The not good news: you’ll most likely be miserable.
Imagine waking up every morning, for the rest of your life, knowing that you are sick. Imagine knowing that the good days will become fewer and further between. And the bad days will become more frequent. Imagine the fear, frustration, and hopelessness you would face. Imagine the impact on your family, friendships, your finances, and your future.
Welcome to the world of chronic illness. A world in which we live longer, but poorer lives—the last 20 years of which will likely be spent in pain and suffering.
A world, that within the next 5 years, 3 out of 4 of us will inhabit.
Chronic diseases—such as heart disease, stroke, cancer, type 2 diabetes, obesity, arthritis, depression and dementia—account for 70% of deaths each year. And that number is rising. According to the Centers for Disease Control (CDC):
What makes the situation worse is that, at this point, there is very little your doctor can do to help.

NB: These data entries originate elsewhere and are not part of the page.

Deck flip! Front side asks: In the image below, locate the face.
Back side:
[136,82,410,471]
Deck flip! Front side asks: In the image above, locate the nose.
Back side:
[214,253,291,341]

Modern medicine has traditionally assumed that there is a sharp and clear distinction between illness and health, and that sickness can be readily detected by diagnostic tests. If you don’t have high blood pressure, you must be healthy. In fact, since the mid-1800s, medicine’s focus has been almost exclusively on curing acute, contagious diseases with clear and specific causes (read: germs), typically by using “magic bullets”—pharmaceutical drugs that can miraculously heal disease. Current medical research often focuses on “me too” drugs, add-on therapies or optimizing existing procedures.
Unfortunately, the specific causes of a chronic illness are often ambiguous and cannot be determined, making diagnosis and treatment difficult. Because of the gradual and sporadic appearance of symptoms, people with chronic illnesses often ignore them, self-medicating or simply adapting. Once they seek medical attention, they are often diagnosed with diseases they’ve never heard of—which cannot be completely cured.
No surprise then that people with chronic illnesses often suffer from grief, sadness, and depression—which, in turn, can get in the way of treatment.